Thomas Bradley / Campus editor

The Oval gets crowded this time of year, but bright yellow shirts and a familiar logo make it easy to spot Undergraduate Student Government presidential candidate Travis Skaggs, a second-year in economics, and his running mate, Danielle Meyer, a third-year in political science.

Skaggs and Meyer said what sets them apart from the other candidates is their focus on getting one-on-one time with students and advocating for their specific needs.

“We had face time with students and that’s why our logo is ‘The New Face,'” Skaggs said.

The recognizable North Face logo ties together their ideology and gives students something by which to remember them. Skaggs said face time with students from different backgrounds and social circles was important to how they built their platform.

“We did a very organic approach,” Skaggs said. “We went to everyone and said, ‘What do you want to see out of USG? What do you want to see ultimately out of the university?’ And the result is our platform.”
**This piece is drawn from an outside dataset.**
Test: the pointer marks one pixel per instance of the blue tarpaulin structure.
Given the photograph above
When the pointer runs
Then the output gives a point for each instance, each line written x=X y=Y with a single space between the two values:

The team said communication, especially on a face-to-face level, is what’s been lacking from USG in the past.

“We really wanted to see a change within USG,” Meyer said. “USG is a great organization, but the flow of communication isn’t right. Students aren’t really seeing all the good that USG is doing. People don’t feel like voting in USG elections because they think it’s a pointless election.”

Skaggs said problems they hear most consistently from students are about academic issues dealing with the semester switch, advisers and new credit hour rules, concerns that Skaggs and Meyer have devoted a large part of their platform to addressing.

“Our plan isn’t to make a new forum or panel or committee for that issue,” Skaggs said. “We aren’t trying to propose more bureaucracy and more voices to complicate the issue. Our job at USG is not to say, ‘Let’s create something new,’ it’s to advocate.”

Skaggs said he’s particularly passionate about their wellness platform which encompasses health, sustainability and safety.

“Safety has been an area of interest to me, and we realized that people have been wondering why we don’t get timely police reports,” Skaggs said. “The only ones reported directly to students are those within our campus or close enough to pose a threat to our safety.”

Meyer said she’s been working hard to support students who live off campus. One of the biggest issues is the housing hunt that most off-campus dwellers have experienced.

“Landlords are all on different schedules for leases and renewal deadlines,” Meyer said. “I would really like all the landlords to be on the same schedule. It would make students’ lives easier and we don’t need to have that extra stressor.”

Skaggs and Meyer said ultimately, their biggest concern is advocating for students.

“We want to make sure that right from the get-go we’re held accountable,” Meyer said. “USG tends to come every year in the spring and ask you to vote for them, and then you don’t hear from them for another year. Our main promise is that we’re going to listen to students.”